A dieci anni dalla morte, la famiglia allargata di un attore affascinante e sciupafemmine, lo ricorda con una grande commemorazione nella bellissima villa di famiglia. Alla riunione partecipano le mogli e le numerose figlie, tutte di nazionalità diversa. C’è l’italiana, la spagnola, la francese, la svedese e anche l’americana. Perchè come vuole la tradizione dei grandi latin lover nostrani (vedi Gassman e Mastroianni) non era certo il confine italiano a restringere il campo d’azione. In questa rimpatriata ne succedono di tutti i colori perchè invidie, competizioni e idiosincrasie fra le donne della famiglia non si sono mai placate. Si scoprono segreti e tradimenti e dopo questa celebrazione la vita non sarà più la stessa per nessuna.

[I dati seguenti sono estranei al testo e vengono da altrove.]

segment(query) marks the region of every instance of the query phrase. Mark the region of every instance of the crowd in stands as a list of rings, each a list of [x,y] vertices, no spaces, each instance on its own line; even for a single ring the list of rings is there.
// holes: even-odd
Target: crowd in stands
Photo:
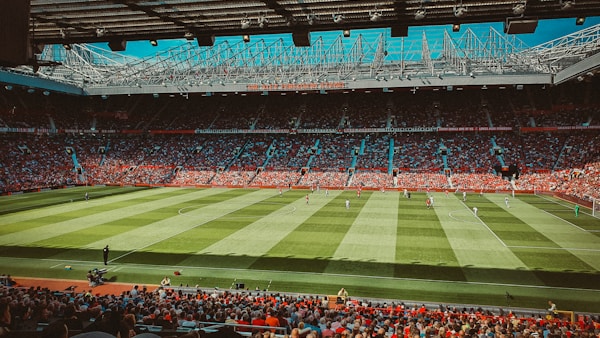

In un cast di attrici straordinarie, questo è l’ultimo film di Virna Lisi, (qui ancora bellissima) spiccano Angela Finocchiaro e Valeria Bruni Tedeschi. Ma la mia preferita è stata la sorella spagnola, interpretata da Candela Peña, la più sottosopra di tutte per colpa di un profumo: Eau Savage di Christian Dior. E sono stata contentissima, perchè è veramente una fragranza pericolosa, la stessa che avevo scelto per l’incipit di Affari d’amore!